My first day flew by fast. It was overwhelming but as the day winded down I was tired and ready to sleep but then came the “bugs.” One crawled up called “doubt” and another one was “fear.” Doubt that Sammy and Britney really wanted me here. Fear that my trafficker would find me.
My first night here just two hours after going to bed and trying to fall asleep, I wanted to run. But when I sat up to get out of bed, I saw a reflection in the mirror of the sign above my bed. It said “Be Still.” I didn’t understand how I was supposed to be still in a still-less world but nevertheless I felt like that was the clue to stay put.

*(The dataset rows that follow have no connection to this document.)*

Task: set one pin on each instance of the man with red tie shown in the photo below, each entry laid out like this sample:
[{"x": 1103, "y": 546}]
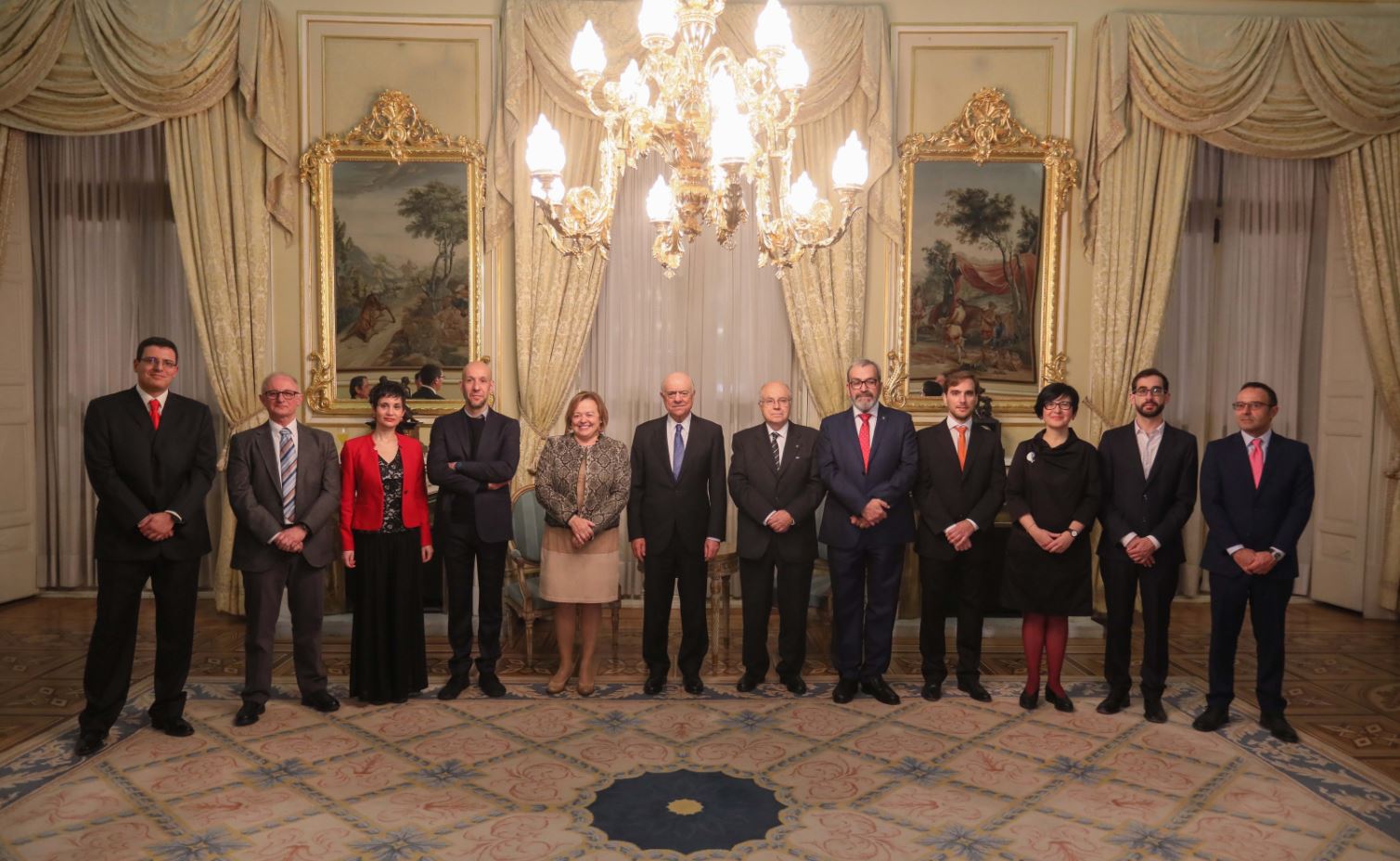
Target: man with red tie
[
  {"x": 1256, "y": 495},
  {"x": 150, "y": 458}
]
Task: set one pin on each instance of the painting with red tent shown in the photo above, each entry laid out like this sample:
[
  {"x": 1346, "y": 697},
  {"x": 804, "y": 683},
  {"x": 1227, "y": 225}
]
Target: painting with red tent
[{"x": 975, "y": 247}]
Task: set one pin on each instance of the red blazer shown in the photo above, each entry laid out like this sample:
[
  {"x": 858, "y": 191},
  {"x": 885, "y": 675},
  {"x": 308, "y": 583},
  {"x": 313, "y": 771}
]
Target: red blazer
[{"x": 362, "y": 493}]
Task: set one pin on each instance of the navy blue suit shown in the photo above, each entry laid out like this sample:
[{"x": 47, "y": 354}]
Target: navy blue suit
[
  {"x": 1268, "y": 517},
  {"x": 866, "y": 563}
]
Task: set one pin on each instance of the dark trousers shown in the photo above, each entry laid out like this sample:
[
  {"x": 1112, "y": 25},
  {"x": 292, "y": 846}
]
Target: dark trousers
[
  {"x": 112, "y": 649},
  {"x": 1267, "y": 602},
  {"x": 864, "y": 597},
  {"x": 676, "y": 567},
  {"x": 951, "y": 587},
  {"x": 1122, "y": 581},
  {"x": 305, "y": 590},
  {"x": 794, "y": 587},
  {"x": 462, "y": 552}
]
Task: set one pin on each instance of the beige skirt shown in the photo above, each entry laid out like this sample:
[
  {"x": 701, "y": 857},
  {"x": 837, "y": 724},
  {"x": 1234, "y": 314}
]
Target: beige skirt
[{"x": 585, "y": 574}]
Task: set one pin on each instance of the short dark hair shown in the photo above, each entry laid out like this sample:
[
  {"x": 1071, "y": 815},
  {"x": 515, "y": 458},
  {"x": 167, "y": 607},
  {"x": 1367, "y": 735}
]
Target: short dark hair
[
  {"x": 1166, "y": 384},
  {"x": 1273, "y": 395},
  {"x": 1053, "y": 392},
  {"x": 157, "y": 341}
]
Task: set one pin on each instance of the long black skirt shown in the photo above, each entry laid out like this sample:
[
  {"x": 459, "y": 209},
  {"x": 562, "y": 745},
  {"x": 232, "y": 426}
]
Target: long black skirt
[{"x": 388, "y": 657}]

I rolled back over and went to sleep. The next day, I was filled with constant doubt and fear but slowly I began to see this was a different place than all the others.
Come Sunday night, I remember being angry. I took off. I left. I don’t remember much about it except it was cold when Sammy and Britney pulled up. I went back into my shell. My mind went into fight or flight or freeze mode. I froze. I was afraid of their reaction. I was prepared and guarded and ready for action. I was ready for the yelling, the hitting, complaining of how I’d ruined their night or something worse. I tried to close my eyes then maybe I’d be somewhere else warmer and safer, but then I felt a warm touch on my arm. It was Britney and she wasn’t yelling or mad or frowning. She had that same warm smile she always has. She encouraged me to go back into the house and I accepted only because it was cold and I didn’t want them to be stuck in the cold because of me.

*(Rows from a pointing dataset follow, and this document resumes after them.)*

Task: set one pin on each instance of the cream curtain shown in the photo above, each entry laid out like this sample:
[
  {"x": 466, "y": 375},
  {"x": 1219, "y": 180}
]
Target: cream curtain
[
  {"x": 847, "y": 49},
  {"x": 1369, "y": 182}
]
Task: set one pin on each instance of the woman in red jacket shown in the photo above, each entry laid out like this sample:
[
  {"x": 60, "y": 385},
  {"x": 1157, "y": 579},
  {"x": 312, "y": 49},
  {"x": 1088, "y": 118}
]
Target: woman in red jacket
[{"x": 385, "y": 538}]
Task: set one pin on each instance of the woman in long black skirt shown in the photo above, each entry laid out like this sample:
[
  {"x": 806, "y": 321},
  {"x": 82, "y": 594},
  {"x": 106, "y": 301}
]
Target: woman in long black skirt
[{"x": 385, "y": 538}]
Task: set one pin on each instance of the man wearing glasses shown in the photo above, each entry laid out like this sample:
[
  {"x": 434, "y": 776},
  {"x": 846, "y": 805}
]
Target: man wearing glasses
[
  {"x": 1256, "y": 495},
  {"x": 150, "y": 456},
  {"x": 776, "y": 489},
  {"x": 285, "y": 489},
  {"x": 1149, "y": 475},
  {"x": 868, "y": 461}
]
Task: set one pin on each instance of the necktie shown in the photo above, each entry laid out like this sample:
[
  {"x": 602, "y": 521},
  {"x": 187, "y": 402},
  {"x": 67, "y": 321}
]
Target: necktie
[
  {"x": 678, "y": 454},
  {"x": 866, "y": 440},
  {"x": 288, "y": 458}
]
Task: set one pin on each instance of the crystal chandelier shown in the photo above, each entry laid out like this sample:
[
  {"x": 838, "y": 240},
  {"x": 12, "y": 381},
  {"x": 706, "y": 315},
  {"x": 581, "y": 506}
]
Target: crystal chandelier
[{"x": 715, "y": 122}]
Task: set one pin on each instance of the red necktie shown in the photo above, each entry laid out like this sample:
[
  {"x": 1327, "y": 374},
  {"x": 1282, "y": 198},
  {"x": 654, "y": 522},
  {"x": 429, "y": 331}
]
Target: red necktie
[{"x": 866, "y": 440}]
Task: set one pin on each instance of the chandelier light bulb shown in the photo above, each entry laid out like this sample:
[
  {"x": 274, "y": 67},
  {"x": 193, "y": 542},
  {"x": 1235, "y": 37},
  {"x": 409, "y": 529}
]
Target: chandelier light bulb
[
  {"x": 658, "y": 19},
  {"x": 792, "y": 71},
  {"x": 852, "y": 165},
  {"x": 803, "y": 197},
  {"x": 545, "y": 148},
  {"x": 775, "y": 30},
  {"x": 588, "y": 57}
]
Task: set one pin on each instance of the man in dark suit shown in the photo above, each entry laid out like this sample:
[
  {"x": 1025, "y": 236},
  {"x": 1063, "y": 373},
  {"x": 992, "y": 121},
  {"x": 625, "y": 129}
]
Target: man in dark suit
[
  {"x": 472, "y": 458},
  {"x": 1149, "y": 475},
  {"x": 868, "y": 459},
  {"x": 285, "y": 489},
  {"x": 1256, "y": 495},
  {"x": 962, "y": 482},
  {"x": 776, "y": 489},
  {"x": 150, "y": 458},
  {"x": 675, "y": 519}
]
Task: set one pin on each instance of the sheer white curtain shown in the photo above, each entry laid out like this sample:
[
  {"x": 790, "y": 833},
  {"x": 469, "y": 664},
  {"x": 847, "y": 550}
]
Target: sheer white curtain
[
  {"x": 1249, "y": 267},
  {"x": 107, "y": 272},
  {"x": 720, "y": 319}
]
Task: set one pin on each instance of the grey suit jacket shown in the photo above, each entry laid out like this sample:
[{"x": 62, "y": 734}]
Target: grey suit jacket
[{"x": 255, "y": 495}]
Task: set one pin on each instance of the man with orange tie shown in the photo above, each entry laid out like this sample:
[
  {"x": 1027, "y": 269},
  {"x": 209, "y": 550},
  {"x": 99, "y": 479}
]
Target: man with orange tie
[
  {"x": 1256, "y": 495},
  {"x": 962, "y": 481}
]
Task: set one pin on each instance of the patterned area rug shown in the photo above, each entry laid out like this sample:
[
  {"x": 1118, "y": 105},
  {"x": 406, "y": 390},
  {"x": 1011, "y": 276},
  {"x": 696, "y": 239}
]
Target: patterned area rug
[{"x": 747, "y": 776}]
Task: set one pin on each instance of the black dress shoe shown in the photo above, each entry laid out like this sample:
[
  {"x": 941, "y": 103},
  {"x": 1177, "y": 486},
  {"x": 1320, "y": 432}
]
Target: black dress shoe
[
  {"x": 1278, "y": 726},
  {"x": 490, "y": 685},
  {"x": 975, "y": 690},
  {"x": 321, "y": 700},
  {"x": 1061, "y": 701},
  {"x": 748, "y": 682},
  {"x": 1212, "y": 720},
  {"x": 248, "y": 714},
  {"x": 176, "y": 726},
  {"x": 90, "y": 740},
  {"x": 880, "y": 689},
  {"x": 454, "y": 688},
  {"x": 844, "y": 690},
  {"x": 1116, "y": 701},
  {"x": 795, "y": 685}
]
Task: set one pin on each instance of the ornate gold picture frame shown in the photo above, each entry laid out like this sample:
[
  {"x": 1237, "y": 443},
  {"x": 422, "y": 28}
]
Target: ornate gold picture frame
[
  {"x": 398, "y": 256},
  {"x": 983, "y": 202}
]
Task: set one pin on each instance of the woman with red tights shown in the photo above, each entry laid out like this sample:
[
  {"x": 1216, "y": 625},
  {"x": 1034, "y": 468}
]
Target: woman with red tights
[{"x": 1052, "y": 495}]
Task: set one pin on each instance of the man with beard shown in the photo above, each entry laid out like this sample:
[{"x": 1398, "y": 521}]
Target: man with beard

When we got back to the house, we talked. I kept waiting for the yelling but no, Britney wanted to know if I was okay and what was wrong. I remember being upset because I didn’t like being treated like a child. I remember feeling like I didn’t belong. I felt lost but she told me I was worthy of love and we were a team. We’d get through anything together as long as we kept God first.
While she was talking, I remember thinking back on the days in the past where I threw in the towel and the shelter advocates or whoever didn’t really seem to care what I did, but here, Britney was trying to value my thoughts and my opinions. I felt like I had thrown in the towel and she gave it back, which reminded me of a quote I once read that said “I threw in the towel but God threw it back and said, ‘Wipe your face, you’re almost there.’”
I felt like God was talking to me and telling me to “Be still, you’re almost there.”